The cone is defined as $c(S^n) = (S^n \times I)/(S^n \times\{1\})$. The book I'm reading says that this quotient comes with a projection $p:S^n \times I \to S^n \times\{1\}$ such that $$p(x)= \begin{cases} S^n \times\{1\}, &x \in S^n \times\{1\} \\ \{x\}, &x \in S^n \times I \setminus (S^n \times\{1\}) \end{cases}$$
Pictorially I see that the cone formed for example from $S^1$ is just the regular solid we have on $\Bbb R^3$, but I don't understand how does this mapping $p$ work? It doesn't seem to map the cylinder $S^1 \times I$ to the cone?
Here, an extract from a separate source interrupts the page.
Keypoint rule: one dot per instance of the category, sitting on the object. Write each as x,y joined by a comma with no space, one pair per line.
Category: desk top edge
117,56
All the points on top of the cylinder lying on $S^1 \times\{1\}$ are just mapped to the set itself and all other points to the singletons $\{x\}$?
How should I interpret this $p$?
First of all, the target space is a quotient by an equivalence relation on $S^n\times I$ (namely that given by $(x, s)\sim(y, t)$ if $(x, s)=(y, t)$ or $s=1=t$), so the points in the cone are actually equivalence classes of the points in the cylinder instead of the points in the cylinder. This is why it looks like it is sending a point to itself, but it actually does not. It sends a point $(x, t)$ with $0\le t<1$ to the equivalence class $[(x, t)]=\{(x, t)\}\neq(x, t)$. The quotient topology is also defined in a way that corresponds to the equivalence classes of $(x, t)$ getting closer and closer to each other as $t$ gets closer to 1. Also, note that even though $S^n\times\{1\}$ is a set by itself, it is actually also the case that $[(x, 1)]=S^n\times\{1\}$ for any $x\in S^n$. So, what this means is that the set that is being collapsed to a point actually does become an element in the quotient space (or its underlying set) instead of being a subset like it originally was. What $p$ then does is that it takes any $(x, t)\in S^n\times I$ and sends it to $[(x, t)]$. If $t=1$, then this does not depend on $x$ but is always sent to the same element, $S^n\times\{1\}\in c(S^n)$.
Hope this helps! $(\ ^\circ\smile^\circ)$